In Oregon, there’s conflicting information on social distancing protocols for businesses that aren’t on the governor’s list of businesses that must close. The governor’s COVID-19 website includes a three-part quiz to determine whether your business can remain open. The third question asks, “Can you adhere to social distancing—keeping all of your employees and customers 6 feet apart?” and if you answer “no,” it says you must stop operating. However, the governor’s Stay Home, Save Lives executive order directs individuals to keep six feet between themselves but says businesses that are allowed to keep operating should develop social distancing protocols and refer to the Oregon Health Authority (OHA) for guidance. The OHA offers a social distancing flyer that refers to the six-foot standard, but it appears to be directed at personal interactions, similar to the governor’s order. The OHA’s guidance for Oregon employers says businesses should implement social distancing measures and increase physical space between workers at the worksite, but doesn’t set a minimum distance. In correspondence with Vigilant safety staff, Oregon OSHA declined to set a specific distance standard but said employers have a duty to assess hazards and take appropriate measures to protect workers. If there are some job positions that cannot be performed at home and where it’s not possible to keep at least six feet of space between people, you should evaluate whether other safety protocols could be put in place, such as installing partitions between work stations or providing face shields.

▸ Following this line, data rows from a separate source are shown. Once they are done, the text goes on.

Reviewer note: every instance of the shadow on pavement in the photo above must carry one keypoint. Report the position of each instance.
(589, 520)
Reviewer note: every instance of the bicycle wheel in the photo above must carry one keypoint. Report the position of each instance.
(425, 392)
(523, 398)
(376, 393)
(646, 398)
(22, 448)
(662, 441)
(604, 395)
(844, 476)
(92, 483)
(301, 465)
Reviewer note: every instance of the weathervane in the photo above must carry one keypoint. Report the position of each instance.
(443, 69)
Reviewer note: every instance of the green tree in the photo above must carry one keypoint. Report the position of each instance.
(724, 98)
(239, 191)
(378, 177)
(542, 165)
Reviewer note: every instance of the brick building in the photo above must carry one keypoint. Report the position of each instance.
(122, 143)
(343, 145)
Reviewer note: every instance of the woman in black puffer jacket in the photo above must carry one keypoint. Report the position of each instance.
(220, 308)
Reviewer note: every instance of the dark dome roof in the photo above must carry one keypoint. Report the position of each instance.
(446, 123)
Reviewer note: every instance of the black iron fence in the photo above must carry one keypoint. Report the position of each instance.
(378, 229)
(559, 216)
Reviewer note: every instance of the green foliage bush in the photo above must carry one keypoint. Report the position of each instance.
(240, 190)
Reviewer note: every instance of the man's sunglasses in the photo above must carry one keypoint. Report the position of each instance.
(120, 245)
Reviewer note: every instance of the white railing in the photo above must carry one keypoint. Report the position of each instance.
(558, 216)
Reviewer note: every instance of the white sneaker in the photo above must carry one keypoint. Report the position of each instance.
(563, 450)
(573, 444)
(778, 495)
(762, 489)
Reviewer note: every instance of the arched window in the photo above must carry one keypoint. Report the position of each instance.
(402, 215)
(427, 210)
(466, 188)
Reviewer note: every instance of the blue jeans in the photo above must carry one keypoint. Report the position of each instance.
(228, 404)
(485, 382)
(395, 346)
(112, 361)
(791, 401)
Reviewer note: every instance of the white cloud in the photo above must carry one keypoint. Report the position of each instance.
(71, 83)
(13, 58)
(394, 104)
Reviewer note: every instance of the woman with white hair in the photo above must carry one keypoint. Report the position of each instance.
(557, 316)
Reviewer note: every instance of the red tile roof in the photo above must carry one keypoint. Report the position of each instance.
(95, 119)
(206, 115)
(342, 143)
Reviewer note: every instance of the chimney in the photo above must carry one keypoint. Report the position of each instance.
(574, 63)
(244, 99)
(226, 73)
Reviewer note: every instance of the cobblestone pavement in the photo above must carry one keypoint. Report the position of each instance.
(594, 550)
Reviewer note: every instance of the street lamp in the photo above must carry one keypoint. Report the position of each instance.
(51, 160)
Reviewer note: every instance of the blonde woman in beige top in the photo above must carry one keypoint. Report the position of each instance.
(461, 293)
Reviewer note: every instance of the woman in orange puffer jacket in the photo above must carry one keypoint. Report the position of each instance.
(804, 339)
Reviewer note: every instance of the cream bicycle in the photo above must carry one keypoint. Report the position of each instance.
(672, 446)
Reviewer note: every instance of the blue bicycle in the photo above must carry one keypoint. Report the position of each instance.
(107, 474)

Tips: Keep in mind that employees have a legal right to report safety violations and cannot be retaliated against for doing so. Likewise, if you’re subject to an anonymous complaint, you shouldn’t try to identify the worker who filed the report. Your response should be focused on immediately bringing the workplace into compliance. Although violators can be issued a citation for a misdemeanor, the Governor’s Office has indicated that enforcement will likely be in the form of a warning. Please consult with your Vigilant safety professional if you have specific questions or concerns about how to ensure worker safety during this crisis.